THE CONVERSATION was filmed between instalments of Coppola’s Godfather crime epic. It originally opened at the height of the Watergate Scandal and just months before the resignation of President Nixon, deftly tapping into America’s escalating atmosphere of paranoia and disillusionment. On the other hand Clint Eastwood finally lays his iconic screen persona of the lone gunslinger to rest in his masterful deconstruction of the classic western UNFORGIVEN with the once-feared outlaw William Munny coaxed into action one last time, when a prostitute is disfigured by a disgruntled patron and a bounty is offered for his murder.
Additionally more classics will be shown from the Golden Age of cinema with audiences favorites such as Gregory Peck and Cary Grant. Alfred Hitchcock and George Stevens directed films with famous actors will complete the summer schedule for those who love the black and white classics.

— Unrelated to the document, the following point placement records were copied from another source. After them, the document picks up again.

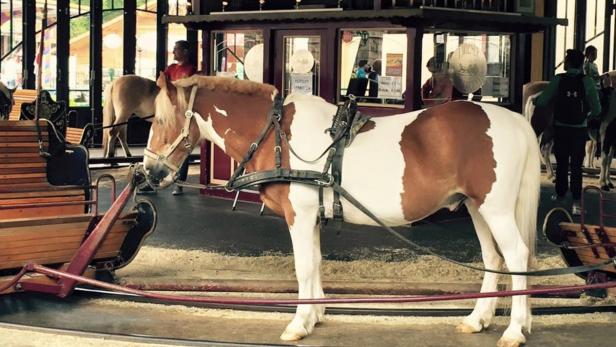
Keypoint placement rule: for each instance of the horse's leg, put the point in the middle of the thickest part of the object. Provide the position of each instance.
(111, 142)
(484, 310)
(590, 153)
(122, 138)
(546, 151)
(605, 167)
(307, 255)
(516, 253)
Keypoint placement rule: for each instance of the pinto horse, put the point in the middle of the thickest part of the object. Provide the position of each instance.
(124, 97)
(402, 168)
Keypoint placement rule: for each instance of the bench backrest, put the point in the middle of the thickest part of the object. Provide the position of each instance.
(21, 96)
(23, 175)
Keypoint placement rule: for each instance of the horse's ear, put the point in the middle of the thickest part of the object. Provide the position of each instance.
(161, 82)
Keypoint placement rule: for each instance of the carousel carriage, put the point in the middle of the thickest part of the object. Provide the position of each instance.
(49, 210)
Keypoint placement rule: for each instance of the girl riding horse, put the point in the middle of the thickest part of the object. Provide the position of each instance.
(481, 155)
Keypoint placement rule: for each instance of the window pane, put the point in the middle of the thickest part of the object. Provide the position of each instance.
(175, 33)
(113, 4)
(564, 34)
(79, 61)
(12, 68)
(178, 7)
(373, 66)
(595, 15)
(49, 63)
(438, 49)
(239, 55)
(146, 5)
(10, 20)
(51, 13)
(113, 52)
(145, 59)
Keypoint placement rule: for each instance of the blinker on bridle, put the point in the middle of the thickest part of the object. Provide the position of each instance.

The program will feature director George Stevens 1942 film THE TALK OF THE TOWN with Cary Grant, Jean Arthur, Ronald Colman as main cast. This lively Oscar-nominated chamber piece sees two of their era’s top leading men in a romantic triangle so convincing that director George Stevens had to use test screenings to decide which of them would win Nora’s love.Also will be featured Alfred Hitchcock's THE PARADINE CASE from 1947 with Gregory Peck, Ann Todd, Charles Laughton, Alida Valli. Despite working under the censorship of the Hays Code and constant interference by producer David O. Selznick, Alfred Hitchcock managed to use this legal drama to dabble in salacious themes like murder, adultery and psychosexual obsession, all motifs that he would return to in his later films.